If you are paranoid like me double check with "dmesg|grep ASPM" and/or extend the GRUB_CMDLINE with pcie_aspm=off just to be sure.

Edit: I've got it working for my misbehaving WD/Sandisk NVMEs by limiting the lower power states. It does not have any measurable impact on the power consumption on my system but idle NVME temperatures did go down a bit. Strangely the OEM variant SN730 was not affected.
 
Last edited:

andybaran

New Member
Jul 7, 2020
13
0
1
Did a quick dmesg | grep ASPM while at work and got some output that certainly seems like we might be on the right track. I'll dig into the BIOS settitngs tonight and disable ASPM and let you know the results.


[ 1.054093] acpi PNP0A08:00: _OSC: OS supports [ExtendedConfig ASPM ClockPM Segments MSI]
[ 1.069846] pci 0000:00:1c.0: ASPM: current common clock configuration is broken, reconfiguring
[ 1.079851] acpi PNP0A03:00: _OSC: OS supports [ExtendedConfig ASPM ClockPM Segments MSI]
[ 1.082397] acpi PNP0A08:01: _OSC: OS supports [ExtendedConfig ASPM ClockPM Segments MSI]
[ 1.085961] acpi PNP0A03:01: _OSC: OS supports [ExtendedConfig ASPM ClockPM Segments MSI]
 

andybaran

New Member
Jul 7, 2020
13
0
1
Wahoo!

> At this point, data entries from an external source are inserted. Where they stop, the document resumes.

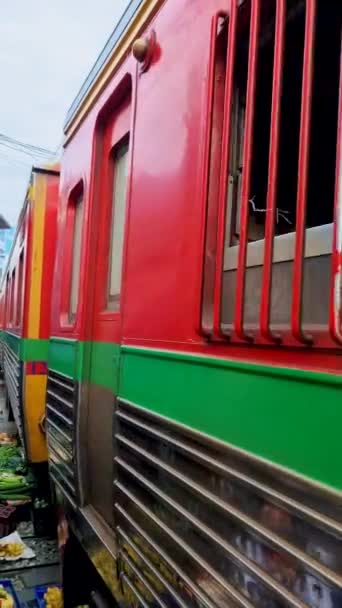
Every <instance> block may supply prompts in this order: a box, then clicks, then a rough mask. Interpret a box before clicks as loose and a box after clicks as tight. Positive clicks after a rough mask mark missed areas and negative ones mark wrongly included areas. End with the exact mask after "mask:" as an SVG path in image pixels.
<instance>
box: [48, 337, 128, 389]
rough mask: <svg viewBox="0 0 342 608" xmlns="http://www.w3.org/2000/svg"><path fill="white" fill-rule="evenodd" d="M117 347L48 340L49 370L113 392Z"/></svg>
mask: <svg viewBox="0 0 342 608" xmlns="http://www.w3.org/2000/svg"><path fill="white" fill-rule="evenodd" d="M119 355H120V346H118V345H117V344H113V343H110V342H78V341H76V340H70V339H66V338H51V340H50V348H49V367H50V368H51V369H52V370H54V371H56V372H59V373H60V374H64V375H66V376H70V377H71V378H73V379H74V380H76V381H77V382H80V381H82V380H83V381H85V380H90V382H92V383H93V384H99V385H101V386H104V387H106V388H108V389H109V390H112V391H114V392H116V391H117V386H118V377H119V376H118V373H119Z"/></svg>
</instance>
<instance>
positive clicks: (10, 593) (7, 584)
mask: <svg viewBox="0 0 342 608" xmlns="http://www.w3.org/2000/svg"><path fill="white" fill-rule="evenodd" d="M0 586H1V587H3V588H4V589H5V591H6V593H9V595H11V596H12V597H13V601H14V607H15V608H20V602H19V600H18V596H17V594H16V592H15V590H14V587H13V585H12V583H11V581H10V580H8V579H0ZM0 601H1V600H0ZM0 605H1V604H0Z"/></svg>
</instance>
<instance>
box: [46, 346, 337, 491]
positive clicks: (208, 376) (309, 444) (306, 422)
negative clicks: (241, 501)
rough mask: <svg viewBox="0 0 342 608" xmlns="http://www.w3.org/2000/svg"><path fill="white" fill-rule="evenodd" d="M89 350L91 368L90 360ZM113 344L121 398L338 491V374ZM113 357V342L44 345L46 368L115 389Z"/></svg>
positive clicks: (115, 362)
mask: <svg viewBox="0 0 342 608" xmlns="http://www.w3.org/2000/svg"><path fill="white" fill-rule="evenodd" d="M91 348H93V349H95V351H94V352H95V357H94V360H95V362H96V365H95V366H94V365H93V366H90V364H89V360H90V359H89V354H90V352H91ZM120 350H121V355H122V356H121V360H120V389H119V394H120V396H121V397H122V398H123V399H127V400H128V401H131V402H133V403H135V404H136V405H140V406H141V407H144V408H146V409H149V410H151V411H153V412H155V413H157V414H160V415H162V416H166V417H168V418H170V419H172V420H174V421H176V422H180V423H182V424H184V425H187V426H188V427H191V428H193V429H195V430H198V431H201V432H203V433H206V434H207V435H210V436H212V437H215V438H217V439H219V440H222V441H224V442H226V443H230V444H232V445H235V446H237V447H239V448H241V449H244V450H246V451H249V452H251V453H253V454H255V455H257V456H260V457H262V458H266V459H268V460H270V461H271V462H274V463H276V464H279V465H281V466H284V467H287V468H289V469H291V470H294V471H296V472H298V473H300V474H302V475H305V476H307V477H309V478H311V479H314V480H317V481H319V482H321V483H324V484H327V485H330V486H332V487H334V488H337V489H338V490H342V469H341V466H340V459H341V450H340V442H341V439H340V429H341V428H342V408H341V404H340V401H341V398H342V378H341V377H340V376H337V375H333V374H324V373H315V372H308V371H303V370H298V369H287V368H279V367H272V366H266V365H257V364H249V363H246V362H237V361H230V360H227V359H220V358H215V357H203V356H200V355H192V354H187V353H176V352H169V351H157V350H154V349H143V348H136V347H128V346H123V347H122V348H121V349H120ZM118 359H119V347H118V346H116V345H113V344H105V343H100V342H98V343H93V344H91V343H90V342H86V343H80V342H72V341H70V340H64V339H63V340H60V339H53V340H52V341H51V345H50V353H49V366H50V367H51V368H52V369H55V370H56V371H59V372H60V373H65V374H66V375H69V376H70V377H72V378H75V379H76V380H79V381H81V380H89V378H90V381H91V382H92V383H94V384H99V385H103V386H105V387H107V388H109V389H110V390H113V392H114V393H116V392H117V373H118V367H119V365H118ZM87 370H88V371H87ZM89 370H90V371H89Z"/></svg>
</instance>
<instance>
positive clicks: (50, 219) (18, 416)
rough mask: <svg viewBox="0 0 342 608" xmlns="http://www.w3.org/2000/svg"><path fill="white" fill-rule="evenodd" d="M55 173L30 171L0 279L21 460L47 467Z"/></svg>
mask: <svg viewBox="0 0 342 608" xmlns="http://www.w3.org/2000/svg"><path fill="white" fill-rule="evenodd" d="M58 184H59V172H58V167H57V166H54V165H51V166H41V167H38V166H37V167H33V169H32V173H31V177H30V182H29V186H28V189H27V194H26V197H25V201H24V204H23V207H22V211H21V213H20V217H19V221H18V226H17V230H16V234H15V238H14V242H13V246H12V250H11V253H10V256H9V260H8V263H7V268H6V270H5V272H4V275H3V282H2V286H1V299H2V344H3V351H4V352H3V359H4V375H5V384H6V390H7V395H8V399H9V402H10V405H11V409H12V412H13V415H14V419H15V422H16V424H17V427H18V432H19V435H20V439H21V442H22V444H23V446H24V448H25V453H26V457H27V459H28V461H29V462H31V463H32V464H38V463H43V462H46V461H47V447H46V437H45V430H44V425H45V422H44V418H45V392H46V380H47V356H48V343H49V342H48V339H49V336H50V309H51V294H52V278H53V268H54V261H55V247H56V219H57V205H58Z"/></svg>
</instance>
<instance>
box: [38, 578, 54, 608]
mask: <svg viewBox="0 0 342 608" xmlns="http://www.w3.org/2000/svg"><path fill="white" fill-rule="evenodd" d="M50 587H57V588H58V589H61V586H60V585H56V584H55V583H51V584H50V585H38V586H37V587H35V589H34V592H35V596H36V600H37V604H38V608H45V606H46V604H45V600H44V595H45V593H46V592H47V590H48V589H49V588H50Z"/></svg>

It stayed up overnight. I did not end up uninstalling X but will likely do so at a later date. I'm going to give it a few more days and report back in case others find this useful in the future. Thank you all for being so helpful. I really haven't had to dig into hardware this deeply for something like 20 years.
 

MBastian

Member
Jul 17, 2016
70
12
8
Düsseldorf, Germany
You can just disable sddm or what ever your display manager is. No need to uninstall X, with all repercussions that might have. Some packages have rather extensive dependencies and could be deinstalled too.
Unless something is really borked in your BIOS ASPM should've been disabled. Keep watching, if it happens again maybe you have some meaningful console output to work with.
 

andybaran

New Member
Jul 7, 2020
13
0
1
Awesome thanks, yeah it was disabled but setting it to Auto seems to have fixed it. I'll keep an eye out though. Especially if its the Mellanox card going trying to go into low power when theres no network traffic in the middle of the night it would at least make some sense.
 

andybaran

New Member
Jul 7, 2020
13
0
1
A long overdue follow-up on this. Its still working flawlessly....this is danger thing to say on a Friday.